29

When a new piece of malware appears, people can try to determine where it comes from, and who its authors could be.

How do security experts attempt to identify the authors of a new publicly disclosed piece of malware? What techniques (e.g. reverse engineering) are available?

Steve Dodier-Lazaro
  • 6,798
  • 29
  • 45
user3404735
  • 465
  • 5
  • 7
  • 13
    Decompile the malware and look for a personal e-mail address of course. Note, this will only work on 14-year olds trying to steal minecraft passwords. – Nathan Goings Jan 14 '16 at 17:21
  • 4
    We assume the maleware has no "about..." menu where you can commit bugreports or load the latest version along with legal contact data? – Zaibis Jan 15 '16 at 08:40
  • While the authors likely want to remain undetected, they are often narcistic enough to at least leave a pseudonym in the open for bragging purposes. – Hagen von Eitzen Jan 15 '16 at 15:44
  • If `...timestamps in the malware seem to indicate that the programmers worked overwhelmingly Monday-Friday in what would correspond to a 08:00-17:00 workday in an Eastern United States timezone` that is some good too. ([Kaspersky](https://securelist.com/blog/research/69203/inside-the-equationdrug-espionage-platform/)) – Eugene Ryabtsev Jan 15 '16 at 16:49

2 Answers2

49

There are a number of different techniques, depending on the skill level of the malware author:

  • Embedded metadata - compiled programs can contain details about their authors. This is most commonly seen in legitimate programs, and shows in the details screen if you look in Windows properties. Attackers who are out for fame might well put identifying details in these fields
  • Accidental embedding - compilers will often include details on compiler flags used, which may well include paths to source files. If the source file was in /users/evilbob/malware, you can make a pretty good guess that evil bob wrote it. There are ways to turn off these inclusions, but everyone makes mistakes sometimes
  • Common code - malware authors are like any other programmer, and will reuse useful bits of code from previous work. It is sometimes possible to spot that a section of compiled code matches a previously discovered section of code so closely that it seems probable that the same source code was used for each. If that is the case, can deduce that the second author had access to the code from the first, or may be the same person.
  • Common toolchain - if a developer tends to use Visual Studio, it would be unexpected to see their code turning up compiled with GCC. If they use a specific packer, it would be strange to see them using a different packer. It's not perfect, but it could suggest a distinction.
  • Common techniques - similar to the above, coders often have specific patterns of coding. People are unlikely to switch patterns, so you can make a reasonable guess that if some compiled code couldn't have been generated in a particular coding style, it probably wasn't written by someone who has previously been known to use a different style. This is much easier with interpreted languages, as seeing consistent use of, say, for loops rather than while loops is easier than spotting the differences between the compiled output of each (modern compilers may well reduce them to exactly the same set of instructions).
  • Malware origin - where did it come from? Does it have any text in specific languages, or typos which suggest a particular background? (e.g. colour would suggest that the author wasn't American, generale might suggest someone used to writing in a Romance language such as French or Italian)

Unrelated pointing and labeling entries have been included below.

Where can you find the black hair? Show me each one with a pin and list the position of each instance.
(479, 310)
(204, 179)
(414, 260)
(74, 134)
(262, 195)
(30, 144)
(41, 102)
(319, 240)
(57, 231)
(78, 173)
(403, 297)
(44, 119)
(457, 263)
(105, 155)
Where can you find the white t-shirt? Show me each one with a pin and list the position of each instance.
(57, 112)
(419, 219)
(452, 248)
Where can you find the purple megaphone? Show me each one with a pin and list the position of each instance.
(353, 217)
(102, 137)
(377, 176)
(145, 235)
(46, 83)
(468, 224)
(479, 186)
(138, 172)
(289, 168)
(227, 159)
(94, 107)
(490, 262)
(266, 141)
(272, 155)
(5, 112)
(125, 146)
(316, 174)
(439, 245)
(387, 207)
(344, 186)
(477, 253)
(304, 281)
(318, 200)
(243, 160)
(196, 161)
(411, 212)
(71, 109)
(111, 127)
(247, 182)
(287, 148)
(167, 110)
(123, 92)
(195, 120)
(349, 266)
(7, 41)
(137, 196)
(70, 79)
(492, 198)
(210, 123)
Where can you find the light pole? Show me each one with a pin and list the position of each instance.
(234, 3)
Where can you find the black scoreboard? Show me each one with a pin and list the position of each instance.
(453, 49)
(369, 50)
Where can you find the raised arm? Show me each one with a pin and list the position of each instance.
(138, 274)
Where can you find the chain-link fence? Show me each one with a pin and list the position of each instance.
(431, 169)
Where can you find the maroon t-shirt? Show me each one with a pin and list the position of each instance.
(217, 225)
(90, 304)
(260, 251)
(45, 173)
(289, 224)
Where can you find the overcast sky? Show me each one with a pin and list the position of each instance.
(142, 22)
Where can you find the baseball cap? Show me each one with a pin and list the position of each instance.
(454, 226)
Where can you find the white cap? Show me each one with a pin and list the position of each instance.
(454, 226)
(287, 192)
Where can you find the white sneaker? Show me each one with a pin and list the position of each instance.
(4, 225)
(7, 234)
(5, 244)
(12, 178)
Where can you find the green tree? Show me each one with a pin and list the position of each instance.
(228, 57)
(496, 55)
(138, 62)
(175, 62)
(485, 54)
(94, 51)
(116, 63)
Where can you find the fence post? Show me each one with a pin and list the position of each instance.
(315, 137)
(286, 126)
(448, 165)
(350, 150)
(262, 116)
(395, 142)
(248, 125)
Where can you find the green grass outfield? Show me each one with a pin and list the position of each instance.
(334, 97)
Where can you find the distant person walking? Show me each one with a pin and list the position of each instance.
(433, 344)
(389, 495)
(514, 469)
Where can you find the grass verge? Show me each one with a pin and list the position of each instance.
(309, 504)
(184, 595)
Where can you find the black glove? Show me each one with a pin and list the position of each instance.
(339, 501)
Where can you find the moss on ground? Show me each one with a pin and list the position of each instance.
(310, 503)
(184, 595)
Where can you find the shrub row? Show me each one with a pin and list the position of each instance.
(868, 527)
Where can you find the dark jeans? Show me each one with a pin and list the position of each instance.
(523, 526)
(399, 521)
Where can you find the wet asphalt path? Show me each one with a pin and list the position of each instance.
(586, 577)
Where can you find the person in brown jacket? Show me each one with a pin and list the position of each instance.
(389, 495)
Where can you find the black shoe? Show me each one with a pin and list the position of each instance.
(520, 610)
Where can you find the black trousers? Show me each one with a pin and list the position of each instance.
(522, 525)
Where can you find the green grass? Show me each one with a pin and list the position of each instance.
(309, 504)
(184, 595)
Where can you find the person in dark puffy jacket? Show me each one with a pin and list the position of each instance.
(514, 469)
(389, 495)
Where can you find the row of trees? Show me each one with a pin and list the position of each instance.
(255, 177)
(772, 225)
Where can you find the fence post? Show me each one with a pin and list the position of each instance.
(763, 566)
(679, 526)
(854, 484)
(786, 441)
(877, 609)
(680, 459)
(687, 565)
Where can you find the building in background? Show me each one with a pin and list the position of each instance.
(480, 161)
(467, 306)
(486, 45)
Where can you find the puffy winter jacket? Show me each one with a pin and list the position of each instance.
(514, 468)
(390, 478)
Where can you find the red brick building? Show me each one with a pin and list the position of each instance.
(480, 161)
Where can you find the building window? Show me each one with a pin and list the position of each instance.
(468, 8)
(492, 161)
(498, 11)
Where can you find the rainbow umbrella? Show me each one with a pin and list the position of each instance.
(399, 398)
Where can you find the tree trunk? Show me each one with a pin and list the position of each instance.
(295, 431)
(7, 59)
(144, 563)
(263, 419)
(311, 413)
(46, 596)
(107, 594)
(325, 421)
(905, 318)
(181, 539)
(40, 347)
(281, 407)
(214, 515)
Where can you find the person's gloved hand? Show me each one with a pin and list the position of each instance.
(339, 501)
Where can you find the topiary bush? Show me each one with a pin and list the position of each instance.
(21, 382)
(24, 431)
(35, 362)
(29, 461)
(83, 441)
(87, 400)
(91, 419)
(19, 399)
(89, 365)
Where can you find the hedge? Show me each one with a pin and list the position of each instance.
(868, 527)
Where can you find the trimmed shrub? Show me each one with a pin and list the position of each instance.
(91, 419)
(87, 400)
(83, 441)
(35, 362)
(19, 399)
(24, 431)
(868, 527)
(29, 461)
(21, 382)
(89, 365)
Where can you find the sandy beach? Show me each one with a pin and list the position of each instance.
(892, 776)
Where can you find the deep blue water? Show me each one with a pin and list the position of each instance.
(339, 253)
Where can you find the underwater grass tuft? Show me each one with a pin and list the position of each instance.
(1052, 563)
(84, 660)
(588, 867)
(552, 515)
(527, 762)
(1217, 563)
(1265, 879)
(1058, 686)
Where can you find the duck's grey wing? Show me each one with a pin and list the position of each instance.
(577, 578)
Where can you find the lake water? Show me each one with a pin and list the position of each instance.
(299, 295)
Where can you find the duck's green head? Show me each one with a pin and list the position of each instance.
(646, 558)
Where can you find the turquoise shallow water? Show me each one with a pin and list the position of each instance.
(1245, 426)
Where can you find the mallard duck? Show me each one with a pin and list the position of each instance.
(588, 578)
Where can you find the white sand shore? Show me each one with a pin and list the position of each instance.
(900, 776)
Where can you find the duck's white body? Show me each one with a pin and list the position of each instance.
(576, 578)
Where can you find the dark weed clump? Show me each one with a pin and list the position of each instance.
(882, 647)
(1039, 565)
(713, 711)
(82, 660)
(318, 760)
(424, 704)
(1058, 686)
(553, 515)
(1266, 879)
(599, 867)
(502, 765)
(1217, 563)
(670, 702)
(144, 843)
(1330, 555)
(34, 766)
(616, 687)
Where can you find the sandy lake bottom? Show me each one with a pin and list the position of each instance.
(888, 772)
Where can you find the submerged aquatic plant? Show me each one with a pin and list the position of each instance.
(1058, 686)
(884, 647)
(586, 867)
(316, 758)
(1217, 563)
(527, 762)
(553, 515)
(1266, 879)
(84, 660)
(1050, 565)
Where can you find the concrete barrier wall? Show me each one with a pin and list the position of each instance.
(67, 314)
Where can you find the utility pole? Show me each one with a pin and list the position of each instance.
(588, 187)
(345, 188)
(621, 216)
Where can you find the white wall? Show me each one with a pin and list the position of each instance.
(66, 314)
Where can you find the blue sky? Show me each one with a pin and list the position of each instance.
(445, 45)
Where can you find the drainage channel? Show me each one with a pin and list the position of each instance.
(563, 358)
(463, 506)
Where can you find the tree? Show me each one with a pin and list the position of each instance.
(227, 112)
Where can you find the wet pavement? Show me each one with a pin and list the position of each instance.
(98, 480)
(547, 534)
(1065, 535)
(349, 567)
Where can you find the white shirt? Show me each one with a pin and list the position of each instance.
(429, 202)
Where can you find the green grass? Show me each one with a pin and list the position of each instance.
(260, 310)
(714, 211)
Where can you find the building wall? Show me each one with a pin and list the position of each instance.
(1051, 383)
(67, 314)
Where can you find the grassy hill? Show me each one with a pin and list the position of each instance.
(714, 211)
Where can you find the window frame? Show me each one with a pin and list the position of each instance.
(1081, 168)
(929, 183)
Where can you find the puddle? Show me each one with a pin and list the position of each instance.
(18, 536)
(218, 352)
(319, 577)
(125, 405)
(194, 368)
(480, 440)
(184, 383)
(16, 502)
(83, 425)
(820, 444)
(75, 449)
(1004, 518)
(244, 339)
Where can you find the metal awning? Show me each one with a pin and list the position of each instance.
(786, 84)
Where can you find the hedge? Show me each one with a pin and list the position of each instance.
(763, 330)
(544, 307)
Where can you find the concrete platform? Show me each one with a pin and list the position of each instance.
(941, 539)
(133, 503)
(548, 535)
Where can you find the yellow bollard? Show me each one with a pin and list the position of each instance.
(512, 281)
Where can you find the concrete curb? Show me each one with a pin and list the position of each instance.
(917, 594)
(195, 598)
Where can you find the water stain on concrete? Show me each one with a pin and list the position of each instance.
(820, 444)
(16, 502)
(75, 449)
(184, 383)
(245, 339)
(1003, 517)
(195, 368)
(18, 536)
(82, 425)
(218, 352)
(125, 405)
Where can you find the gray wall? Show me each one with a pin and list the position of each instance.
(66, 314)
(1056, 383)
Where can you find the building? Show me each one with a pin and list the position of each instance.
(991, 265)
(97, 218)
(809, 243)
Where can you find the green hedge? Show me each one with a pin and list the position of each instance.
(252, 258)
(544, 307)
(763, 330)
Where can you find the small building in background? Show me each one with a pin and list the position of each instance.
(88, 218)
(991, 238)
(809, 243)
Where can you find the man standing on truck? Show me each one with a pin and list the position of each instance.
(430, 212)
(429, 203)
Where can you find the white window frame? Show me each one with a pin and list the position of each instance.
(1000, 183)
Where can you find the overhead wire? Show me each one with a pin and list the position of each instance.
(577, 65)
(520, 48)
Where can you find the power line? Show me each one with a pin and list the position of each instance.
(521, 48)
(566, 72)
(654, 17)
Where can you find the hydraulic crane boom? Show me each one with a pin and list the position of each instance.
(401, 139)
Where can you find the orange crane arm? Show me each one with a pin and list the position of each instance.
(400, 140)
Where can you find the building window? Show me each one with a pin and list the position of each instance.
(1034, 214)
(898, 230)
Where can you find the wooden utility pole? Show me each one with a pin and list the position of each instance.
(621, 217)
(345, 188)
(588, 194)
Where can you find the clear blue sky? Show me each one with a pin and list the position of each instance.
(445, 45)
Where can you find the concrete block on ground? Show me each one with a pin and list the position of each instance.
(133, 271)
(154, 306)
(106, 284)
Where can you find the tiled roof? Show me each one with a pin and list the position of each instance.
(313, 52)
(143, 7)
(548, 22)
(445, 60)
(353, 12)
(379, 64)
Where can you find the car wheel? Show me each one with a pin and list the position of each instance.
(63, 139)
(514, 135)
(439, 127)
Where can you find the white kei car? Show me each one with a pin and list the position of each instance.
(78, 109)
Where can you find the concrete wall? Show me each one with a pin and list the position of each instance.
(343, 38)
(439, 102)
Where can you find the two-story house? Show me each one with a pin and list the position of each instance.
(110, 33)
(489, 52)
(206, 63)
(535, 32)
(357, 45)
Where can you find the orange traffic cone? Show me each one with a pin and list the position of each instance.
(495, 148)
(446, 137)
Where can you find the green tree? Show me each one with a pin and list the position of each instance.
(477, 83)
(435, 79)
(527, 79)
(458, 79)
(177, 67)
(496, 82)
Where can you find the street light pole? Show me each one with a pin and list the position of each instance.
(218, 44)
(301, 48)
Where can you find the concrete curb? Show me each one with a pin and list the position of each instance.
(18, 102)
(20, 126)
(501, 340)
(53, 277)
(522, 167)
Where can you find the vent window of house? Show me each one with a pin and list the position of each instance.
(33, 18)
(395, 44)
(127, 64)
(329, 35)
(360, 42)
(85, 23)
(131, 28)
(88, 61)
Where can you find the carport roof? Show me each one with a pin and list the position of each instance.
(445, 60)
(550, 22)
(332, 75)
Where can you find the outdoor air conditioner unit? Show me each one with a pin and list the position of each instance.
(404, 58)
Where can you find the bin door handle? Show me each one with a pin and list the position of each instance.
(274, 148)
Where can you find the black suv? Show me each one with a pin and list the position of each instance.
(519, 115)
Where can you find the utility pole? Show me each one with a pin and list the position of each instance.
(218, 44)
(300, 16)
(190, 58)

None of these are on their own enough to determine an author, but combined, they might suggest a common author with previous malware, or even with other known code (e.g. from OS projects).

Matthew
  • 27,233
  • 7
  • 87
  • 101
  • 22
    [When coding style survives compilation: De-anonymizing programmers from executable binaries](https://freedom-to-tinker.com/blog/aylin/when-coding-style-survives-compilation-de-anonymizing-programmers-from-executable-binaries/) – lolesque Jan 14 '16 at 16:51
  • 3
    There was also that case about a Type I UUID used within the malware. Type I UUIDs have the MAC address of the computer and the time of generation... – Medinoc Jan 14 '16 at 19:30
  • 3
    Don't forget about when it phones home. The IP address of the command and control server can give clues too, and possibly traced. – Chloe Jan 14 '16 at 19:59
26

Matthew's answer was excellent. There are a few other ways as well.

  • Not a whole lot of malware authors are all that bright. For example, you can open a lot of executables in notepad and look for string data. I've seen countless authors who simply put their email address/server name, username, and passwords inside the programs in a string, and it literally shows up notepad.
  • Reverse-engineering malware made by authors who obfuscated the above step.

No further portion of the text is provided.